Client: Santa Clara Valley Transportation Authority
Location: San Jose, CA, United States
Completion date: 2017
Artwork budget: $1,150,000
Claudia Reisenberger & Franka Diehnelt
merge conceptual design LLC
Public Art Agent
San Jose Public Art
Santa Clara Valley Transportation Authority
Public Art Installation at 18 Bus Shelters in San Jose, California
Printed Glass, Perforated & Painted Aluminum, Concrete w/ Inlays
±12’x10’x8’ Areas in 18 Shelters
The project consists of art enhancements to 18 bus shelter along the new Santa Clara- Alum Rock Bus Rapid Transit Line in San Jose.
The art enhancements consist of three elements – a glass wind screen, metal ceiling panels, and concrete pavers that create a distinct space within each shelter. While the details and materials of these treatments remain the same at each shelter in order to reinforce a coherent identity of the transit line, the patterns use content uniquely related to the immediate neighborhood of each shelter: detailed research and community outreach informed topics that are sometimes historic, and other times contemporary in their reference.

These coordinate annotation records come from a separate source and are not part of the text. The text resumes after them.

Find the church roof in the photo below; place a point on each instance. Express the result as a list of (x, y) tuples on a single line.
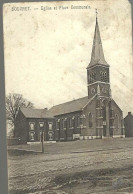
[(35, 113), (68, 107), (97, 55)]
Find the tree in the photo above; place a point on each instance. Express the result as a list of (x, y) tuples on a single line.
[(13, 103)]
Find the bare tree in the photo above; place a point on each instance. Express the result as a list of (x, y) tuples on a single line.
[(13, 103)]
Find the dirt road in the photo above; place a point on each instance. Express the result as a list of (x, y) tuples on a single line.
[(76, 172)]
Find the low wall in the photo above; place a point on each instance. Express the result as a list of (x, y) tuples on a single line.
[(13, 141)]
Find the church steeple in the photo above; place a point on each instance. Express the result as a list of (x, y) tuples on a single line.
[(98, 69), (97, 56)]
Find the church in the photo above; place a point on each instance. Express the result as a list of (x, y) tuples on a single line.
[(96, 115)]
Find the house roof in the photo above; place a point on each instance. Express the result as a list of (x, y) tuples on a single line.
[(35, 113), (71, 106)]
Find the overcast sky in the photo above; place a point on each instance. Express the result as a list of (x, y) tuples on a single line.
[(47, 52)]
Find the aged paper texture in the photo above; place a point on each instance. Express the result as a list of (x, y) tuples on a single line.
[(69, 89)]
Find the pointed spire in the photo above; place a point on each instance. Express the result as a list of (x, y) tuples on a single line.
[(98, 90), (97, 56)]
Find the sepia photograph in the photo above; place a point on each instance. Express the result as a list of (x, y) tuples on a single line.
[(69, 96)]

Each station location i.e. east and westbound is identified by one distinct color to further strengthen each station’s geographical identity on the transit line.
For example, one of the station designs was inspired by the name of Story Road, originally named after an early landowner in the area. The subdivision that now occupies the area chose story book names for street names, including Bambi Lane, Cinderella Lane, and Peter Pan Avenue. Intrigued by memories of community members, we found several fairytale like images in various locations around the neighborhood to use in our patterns: a Quinceanera Cinderella carriage we photographed in front of a local store, and a deer surrounded by vines found on an old cast-iron stove at the oldest school in the area. Although now only a memory- the sign from the neighborhood's grocery store “Story-Book Market” makes an appearance as well. The other stations shown here were inspired by "church hats" we documented in the community, the local low rider culture, the art of crochet practiced in the Portuguese American community, a small propeller airport in vicinity of one of the stations, and figure skating patterns at the San Jose's ice arena.

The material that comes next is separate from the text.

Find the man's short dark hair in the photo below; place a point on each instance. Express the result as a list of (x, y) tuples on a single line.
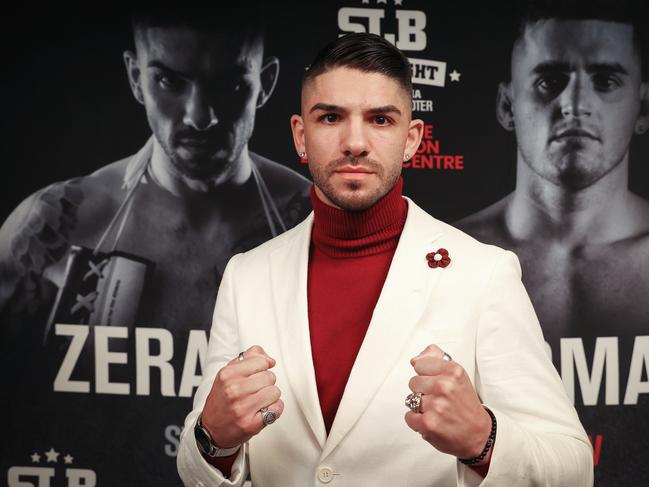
[(632, 12), (365, 52), (236, 19)]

These artworks evolved in intense collaboration with the community and the client. Through the course of our project, we built meaningful relationships with many community members, who shared their stories and knowledge about their neighborhoods. We solicited community input through general outreach, targeted interviews, and workshops. All these stories informed our work - we could not have created these artworks without the shared knowledge of the community. This process also led to very rewarding results on a personal level: many community members expressed their appreciation for the project and the design process.